Continuing their odyssey into the quintessential wagon load trains of the CIE era, and the maximum usage of the legendary Bulleid triangulated underframe, Accurascale have announced the humble H Van, this time in its widespread, "unfitted" format.
Coming in triple packs, there are six different packs available to pre-order, featuring original grey with Flying Snails, grey with CIE roundels and brown with CIE roundels, giving a wide range of possibilities and variety for the modeller. Due in Q3 2025, these models are already nearing production completion at the factory.
Order Book Deadline: Friday 23rd May - 5pm
Pre-Order Now
Product Features
Die-cast metal chassis with plastic body
Wheelbase of 40mm, allowing operation over a minimum radius of 438mm (2nd radius set-track).
Metal 3-hole wheels; chemically blackened 00 Gauge RP25-110 standard, set in brass bearings and on 2mm axles over 28mm pinpoints to aid 21mm conversion.
Eroded metal, plastic and wire detail parts, brake gear, draw gear, 3-link and Instanter couplings.
Turned metal sprung buffers.
Prototype Information

As part of the programme of standardisation and rolling stock renewal instigated by Corás Iompair Éireann (CIÉ)’s Chief Mechanical Engineer, Oliver Bulleid, in the 1950s, a fleet of over 1,300 H vans was introduced. With a body resembling earlier CIÉ types but mated to an underframe constructed to Bulleid’s patented triangulated design, these wagons quickly became a common sight across the entirety of the Irish railway system, being found at practically every station where goods were transhipped, from remote branch lines to the busiest yards, and could even be observed on through workings in Northern Ireland.
The loads conveyed in these vehicles was varied, often being employed to carry a broad range of wagonload sundries, as well as serving higher volume flows such as bottles and barrels from the Guinness brewery at St James’s Gate in Dubbin, and beet pulp from sugar factories to be used as fodder.
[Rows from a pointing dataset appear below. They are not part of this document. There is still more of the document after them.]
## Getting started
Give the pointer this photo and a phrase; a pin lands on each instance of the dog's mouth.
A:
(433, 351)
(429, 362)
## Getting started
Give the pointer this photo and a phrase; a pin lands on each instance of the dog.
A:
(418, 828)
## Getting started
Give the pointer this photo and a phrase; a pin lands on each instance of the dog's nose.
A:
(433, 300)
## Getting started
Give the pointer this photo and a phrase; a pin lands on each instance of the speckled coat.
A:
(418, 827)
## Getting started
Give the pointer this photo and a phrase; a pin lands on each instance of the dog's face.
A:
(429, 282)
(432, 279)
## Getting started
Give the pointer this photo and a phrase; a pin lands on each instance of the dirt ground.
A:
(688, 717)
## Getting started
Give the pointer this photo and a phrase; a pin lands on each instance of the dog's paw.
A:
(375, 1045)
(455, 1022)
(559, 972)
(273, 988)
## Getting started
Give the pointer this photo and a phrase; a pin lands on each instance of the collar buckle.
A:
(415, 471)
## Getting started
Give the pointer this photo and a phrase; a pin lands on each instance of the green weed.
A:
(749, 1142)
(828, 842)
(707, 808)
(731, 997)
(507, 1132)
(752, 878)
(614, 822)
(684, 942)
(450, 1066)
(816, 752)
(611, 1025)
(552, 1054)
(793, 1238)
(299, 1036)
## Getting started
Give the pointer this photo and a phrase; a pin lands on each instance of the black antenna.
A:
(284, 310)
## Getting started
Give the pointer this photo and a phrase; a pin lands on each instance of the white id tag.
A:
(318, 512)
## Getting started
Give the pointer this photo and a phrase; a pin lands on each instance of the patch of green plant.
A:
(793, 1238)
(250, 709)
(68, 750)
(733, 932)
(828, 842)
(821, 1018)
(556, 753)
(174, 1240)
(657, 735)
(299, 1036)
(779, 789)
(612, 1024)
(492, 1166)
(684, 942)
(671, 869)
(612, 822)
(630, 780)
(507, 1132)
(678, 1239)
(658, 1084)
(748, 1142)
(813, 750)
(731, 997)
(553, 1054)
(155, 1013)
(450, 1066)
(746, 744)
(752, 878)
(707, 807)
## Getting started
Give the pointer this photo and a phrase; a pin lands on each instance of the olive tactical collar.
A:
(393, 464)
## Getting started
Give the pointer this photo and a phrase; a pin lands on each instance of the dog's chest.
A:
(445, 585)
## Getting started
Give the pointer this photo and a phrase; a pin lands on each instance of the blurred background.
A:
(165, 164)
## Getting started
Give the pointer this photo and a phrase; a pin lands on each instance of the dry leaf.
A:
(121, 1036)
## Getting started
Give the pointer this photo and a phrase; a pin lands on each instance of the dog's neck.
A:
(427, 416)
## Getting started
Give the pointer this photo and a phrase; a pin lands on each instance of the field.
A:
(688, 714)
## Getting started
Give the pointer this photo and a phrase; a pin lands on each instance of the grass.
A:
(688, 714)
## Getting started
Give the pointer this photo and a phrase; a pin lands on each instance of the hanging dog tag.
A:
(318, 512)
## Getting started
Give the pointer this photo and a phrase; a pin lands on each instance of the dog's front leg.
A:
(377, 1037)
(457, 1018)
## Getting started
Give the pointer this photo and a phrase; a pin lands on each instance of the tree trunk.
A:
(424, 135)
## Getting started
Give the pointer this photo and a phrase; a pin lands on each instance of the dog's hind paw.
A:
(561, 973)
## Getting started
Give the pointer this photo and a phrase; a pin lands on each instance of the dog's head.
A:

H vans were commonly observed on a wide range of workings, from short branch services consisting of one or two wagons in the company of the locomotive and a brake van, to long rakes of vans or mixed wagon types, and even on mixed trains on branch and secondary lines.
The rise of fitted trainload ‘liner’ trains in the 1970s heralded the demise of CIE’s wagonload services, and the H Van fleet became increasingly redundant, with most being withdrawn by the latter half of the 1970s. Today, a single complete example has been preserved and is to be found at the Downpatrick & County Down Railway, though numerous bodies still survive, having been sold on by CIÉ upon withdrawal, mostly to farmers for use as animal shelters or equipment sheds.